Feb. 20, 2023 Oakland Battalion Chief James Bowron said two children in the car suffered minor injuries.
By Carolyn Said Source San Francisco Chronicle (TNS) Distributed by Tribune Content Agency, LLC.
Feb. 18—An out-of-control car slammed into an Oakland garage on Saturday evening, shearing a gas main and igniting a major blaze that drew 30 firefighters.
The fire was under control at 7:48 p.m — more than two hours after the crash was reported, said Michael Hunt, a spokesperson for the Oakland Fire Department.
Until that time, firefighters were still controlling the blaze while Pacific Gas and Electric Co. was using an excavator to dig up the sidewalk to access the main line and shut off the gas, he said.
The gas-fed fire could not be capped because it had the potential to cause an explosion.
“We do leave the gas burning,” Oakland Fire Department Battalion Chief James Bowron said in a news conference on Twitter before the gas was shut off. “We’re holding the fire in check. Having the gas burn is the safest for everyone, it consumes all the fuel.”
The car’s five occupants — two parents and their three preteen children — all extricated themselves safely from the vehicle and were sitting on the curb when first responders arrived, Hunt said. Two of the children were transported to Children’s Hospital “as a precautionary measure,” Hunt said, but none had significant injuries.

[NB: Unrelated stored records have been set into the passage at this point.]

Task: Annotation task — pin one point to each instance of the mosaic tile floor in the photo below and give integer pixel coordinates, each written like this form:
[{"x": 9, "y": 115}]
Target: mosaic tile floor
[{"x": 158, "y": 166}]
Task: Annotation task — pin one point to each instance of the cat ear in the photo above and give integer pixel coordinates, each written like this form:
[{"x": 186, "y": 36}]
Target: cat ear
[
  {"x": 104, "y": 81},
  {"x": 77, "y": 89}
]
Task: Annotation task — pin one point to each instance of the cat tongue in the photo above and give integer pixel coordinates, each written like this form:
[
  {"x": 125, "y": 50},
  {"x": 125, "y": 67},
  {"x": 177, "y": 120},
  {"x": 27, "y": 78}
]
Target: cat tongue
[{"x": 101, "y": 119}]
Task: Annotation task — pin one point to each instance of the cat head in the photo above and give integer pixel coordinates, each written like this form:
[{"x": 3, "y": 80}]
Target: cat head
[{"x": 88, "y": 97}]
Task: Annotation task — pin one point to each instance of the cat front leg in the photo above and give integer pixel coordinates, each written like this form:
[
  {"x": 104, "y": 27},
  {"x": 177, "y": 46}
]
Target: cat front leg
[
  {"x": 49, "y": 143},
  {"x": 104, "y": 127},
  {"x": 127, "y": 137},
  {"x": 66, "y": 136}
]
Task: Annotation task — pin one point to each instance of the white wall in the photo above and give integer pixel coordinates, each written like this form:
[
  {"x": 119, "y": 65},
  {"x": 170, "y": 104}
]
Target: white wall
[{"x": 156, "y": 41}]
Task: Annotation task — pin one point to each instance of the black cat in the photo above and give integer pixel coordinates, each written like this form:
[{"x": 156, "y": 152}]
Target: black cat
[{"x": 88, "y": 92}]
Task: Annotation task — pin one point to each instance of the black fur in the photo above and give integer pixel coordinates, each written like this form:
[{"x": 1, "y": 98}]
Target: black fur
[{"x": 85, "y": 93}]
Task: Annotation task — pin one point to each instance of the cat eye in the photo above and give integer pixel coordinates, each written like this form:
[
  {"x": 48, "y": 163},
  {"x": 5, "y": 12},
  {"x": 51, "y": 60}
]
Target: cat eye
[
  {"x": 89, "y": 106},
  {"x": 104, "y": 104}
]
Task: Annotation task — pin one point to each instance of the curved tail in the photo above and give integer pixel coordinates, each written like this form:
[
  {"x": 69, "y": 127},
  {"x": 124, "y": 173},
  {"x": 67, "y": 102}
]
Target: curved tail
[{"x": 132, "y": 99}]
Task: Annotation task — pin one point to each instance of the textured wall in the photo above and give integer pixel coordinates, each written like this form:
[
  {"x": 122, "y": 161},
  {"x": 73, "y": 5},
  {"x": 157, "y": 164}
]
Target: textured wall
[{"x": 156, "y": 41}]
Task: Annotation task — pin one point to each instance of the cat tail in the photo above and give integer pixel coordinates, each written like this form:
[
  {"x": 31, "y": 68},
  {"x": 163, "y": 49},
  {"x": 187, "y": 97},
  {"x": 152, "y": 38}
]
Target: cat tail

It appeared that mechanical failure was the cause, Hunt said.
The house associated with the garage was unoccupied at the time. A neighboring garage and house, which appeared to be under construction, also caught fire and sustained minor damage, Hunt said.
The car was traveling on Campus Drive below Merritt College. It crossed Redwood Road at a high rate of speed and came onto Sereno Circle, where it hit a curb and traveled an additional 40 yards or so into the detached garage where it hit the residential gas main, Hunt said. No other vehicles were in the garage.
No neighbors had to be evacuated, and there was no danger to the rest of the neighborhood, Hunt said.
“It was a great job by crews to contain the fire to the primary structure of origin and to keep the fire away from the rest of the home,” he said.
San Francisco Chronicle staff writer Jordan Parker contributed to this report.